Preparing scientific talks

For these speakers, research can appear stress-free, with negative data some of their most interesting slides, and when they have no answers for their data, they blame serendipity on how they make some of their greatest discoveries which results in their string of Nature, Science and Cell papers. One of the most entertaining and great scientists I have been lucky enough to hear on two occasions is Doug Green. Recently at the NCRI in Liverpool, Doug gave a talk about his current research, not the Nature papers he has just published, but research that is still causing him confusion. Unlike most speakers, Doug decided to begin his talk about his tales of traveling Liverpool and the Beatles tour, rather than running through the sometimes mundane overview of the research area which by 5 pm has probably been delivered 10 times previously that day. This introduction by Doug reinvigorated the audience, cleared their mind of bad Western blots and made them sit back up in their chairs.
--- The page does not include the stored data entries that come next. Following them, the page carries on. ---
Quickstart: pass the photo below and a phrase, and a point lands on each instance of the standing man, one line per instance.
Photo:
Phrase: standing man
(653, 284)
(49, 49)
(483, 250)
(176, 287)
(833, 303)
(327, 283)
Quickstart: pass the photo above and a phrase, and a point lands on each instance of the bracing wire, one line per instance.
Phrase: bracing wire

Confidence in science presentations

To have this confidence in your data takes years of experience and knowledge of your field. It also helps when you are one of the most cited authors, but this doesn’t always have to be the case. Confidence in your data stems from knowing you have read the right papers, carried out the right experiments and included the right positive and negative controls. Beyond this, no one can question your data. Also showing both your positive and negative data can make for an entertaining talk and show the audience that you are human after all and not just some positive data producing robot.
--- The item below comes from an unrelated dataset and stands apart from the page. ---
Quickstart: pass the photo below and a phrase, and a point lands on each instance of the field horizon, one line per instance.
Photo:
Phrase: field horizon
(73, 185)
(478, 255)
Presenting your data at scientific conferences

Letting your audience know where you got it wrong, how you thought further about the problem and then how you came to your conclusion can also make it entertaining for the audience, and lets them know that you analyse and question your own data.
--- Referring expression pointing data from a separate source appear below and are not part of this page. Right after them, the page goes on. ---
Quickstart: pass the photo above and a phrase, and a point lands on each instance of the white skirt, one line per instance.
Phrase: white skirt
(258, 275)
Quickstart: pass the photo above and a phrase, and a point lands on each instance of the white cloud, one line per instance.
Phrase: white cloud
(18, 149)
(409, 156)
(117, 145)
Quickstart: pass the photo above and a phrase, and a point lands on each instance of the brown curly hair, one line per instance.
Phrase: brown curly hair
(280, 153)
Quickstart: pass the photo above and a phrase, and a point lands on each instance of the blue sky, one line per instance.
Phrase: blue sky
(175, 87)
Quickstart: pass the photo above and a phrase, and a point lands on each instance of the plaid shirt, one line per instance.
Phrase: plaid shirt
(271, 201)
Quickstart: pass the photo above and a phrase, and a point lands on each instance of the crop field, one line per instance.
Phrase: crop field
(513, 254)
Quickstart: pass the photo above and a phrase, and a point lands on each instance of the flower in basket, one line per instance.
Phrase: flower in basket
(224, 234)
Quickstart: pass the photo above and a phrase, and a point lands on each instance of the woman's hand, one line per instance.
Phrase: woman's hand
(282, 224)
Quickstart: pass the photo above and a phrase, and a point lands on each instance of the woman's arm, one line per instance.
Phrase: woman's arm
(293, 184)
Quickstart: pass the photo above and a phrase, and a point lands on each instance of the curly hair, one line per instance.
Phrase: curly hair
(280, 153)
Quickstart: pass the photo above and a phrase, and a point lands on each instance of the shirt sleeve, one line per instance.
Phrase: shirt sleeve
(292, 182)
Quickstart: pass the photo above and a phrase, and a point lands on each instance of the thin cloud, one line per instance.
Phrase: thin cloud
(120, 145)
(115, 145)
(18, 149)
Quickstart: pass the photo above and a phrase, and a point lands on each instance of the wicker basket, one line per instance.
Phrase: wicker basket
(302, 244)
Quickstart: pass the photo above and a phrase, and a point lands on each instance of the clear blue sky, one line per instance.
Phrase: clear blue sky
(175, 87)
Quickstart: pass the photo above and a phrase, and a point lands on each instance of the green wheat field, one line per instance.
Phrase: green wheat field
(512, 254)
Diverting the attention of the audience and giving them cute pictures is a technique known as Kawaii, which has been shown to trigger positive emotions. This also might explain why the internet is littered with cats. At a recent talk, Vishva Dixit discussed about when he faced a difficult problem, he would go out for a walk and talk with his friend, which turned out to be his dog! Instantly reengaging the audience and letting them identify with his problems.

Although it might take years, and showing more negative data then positive, becoming a good speaker can be just as important as becoming a good scientist, cause if no one listens to what you say, how can you make a difference?